Der Autor Richard Brautigan etwa bezeichnete, so despektierlich wie ironisch, in der Einleitung seines 1965 erschienenen Romans A Confederate General from Big Sur (dt. Ein konföderierter General aus Big Sur) das Santa-Lucia-Gebirge als »tausend Jahre alte Penne für Pumas und Flieder« und den Pazifik bei Big Sur »als Millionen Jahre alte, vergammelte Vergnügungsstätte für Abalonen und Seetang«. In seiner überspannten Fantasie schlug er Big Sur, historisch und geografisch natürlich unhaltbar, ohne Umschweife schalkhaft den Südstaaten der USA zu und machte ihre Naturphänomene im Nachhinein zu Kriegern und zu politisch handelnden Gestalten des Amerikanischen Bürgerkriegs: »Ehrlich gesagt, es ist schwer zu glauben, dass diese einsamen, kahlen Berge und kliffartigen Strände Kaliforniens Rebellen gewesen sind, dass die Rotholzbäume, die Zecken und Kormorane auf diesen schmalen hundert Meilen Land, die zwischen Monterey und San Luis Obispo liegen, die Fahne der Rebellen geschwenkt haben« sollen. Das war natürlich pure Erfindung und auch ausgemachter Quatsch – doch Humor und Absurditäten, Wirklichkeitsverzerrung, Karikatur und Überzeichnung hatten in Big Sur von jeher ihren Platz.
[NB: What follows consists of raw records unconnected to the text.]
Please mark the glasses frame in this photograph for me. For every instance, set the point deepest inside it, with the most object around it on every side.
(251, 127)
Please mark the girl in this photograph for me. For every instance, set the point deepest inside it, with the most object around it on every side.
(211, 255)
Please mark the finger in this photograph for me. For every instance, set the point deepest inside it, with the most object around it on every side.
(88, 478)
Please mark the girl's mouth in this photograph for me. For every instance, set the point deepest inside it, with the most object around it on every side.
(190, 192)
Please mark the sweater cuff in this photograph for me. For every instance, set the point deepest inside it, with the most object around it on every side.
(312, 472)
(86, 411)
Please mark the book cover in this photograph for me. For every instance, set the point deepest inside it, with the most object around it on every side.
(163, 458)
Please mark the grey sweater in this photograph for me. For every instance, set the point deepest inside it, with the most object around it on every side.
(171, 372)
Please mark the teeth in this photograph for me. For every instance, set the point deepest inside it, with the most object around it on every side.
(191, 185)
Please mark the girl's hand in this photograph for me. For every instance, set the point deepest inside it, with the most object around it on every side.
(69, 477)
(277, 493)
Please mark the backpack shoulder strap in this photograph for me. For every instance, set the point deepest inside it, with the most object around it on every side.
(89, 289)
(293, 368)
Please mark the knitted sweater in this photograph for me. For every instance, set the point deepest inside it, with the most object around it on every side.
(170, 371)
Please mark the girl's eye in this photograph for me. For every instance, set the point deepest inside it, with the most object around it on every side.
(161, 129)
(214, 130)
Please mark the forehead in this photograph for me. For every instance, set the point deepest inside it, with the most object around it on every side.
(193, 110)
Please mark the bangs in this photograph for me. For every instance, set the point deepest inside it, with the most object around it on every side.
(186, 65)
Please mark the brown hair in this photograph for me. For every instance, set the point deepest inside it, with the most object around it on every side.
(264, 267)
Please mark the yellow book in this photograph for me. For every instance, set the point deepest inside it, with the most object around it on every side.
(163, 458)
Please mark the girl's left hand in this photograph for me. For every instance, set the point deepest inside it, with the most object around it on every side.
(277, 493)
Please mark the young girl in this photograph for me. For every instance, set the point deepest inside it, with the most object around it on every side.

Nicht selten kamen Effekt und Echo einem ästhetischen Clash gleich: So manche dieser überaus empfindsamen Künstlerseelen waren von Big Sur wie vom Donner gerührt, verstört oder auch nach Tagen noch reichlich desorientiert. Eine kleine Ewigkeit brauchten sie, um ihre Fassung wiederzugewinnen. Einige Sinnsucher kämpften mit ihrer Ratio und befanden sich inmitten eines Orkans widerstreitender Emotionen. Sie fühlten sich einer zerstörerischen, gleichwohl erhabenen Kraft ausgesetzt. Überwältigt und zugleich »am Ziel« angelangt.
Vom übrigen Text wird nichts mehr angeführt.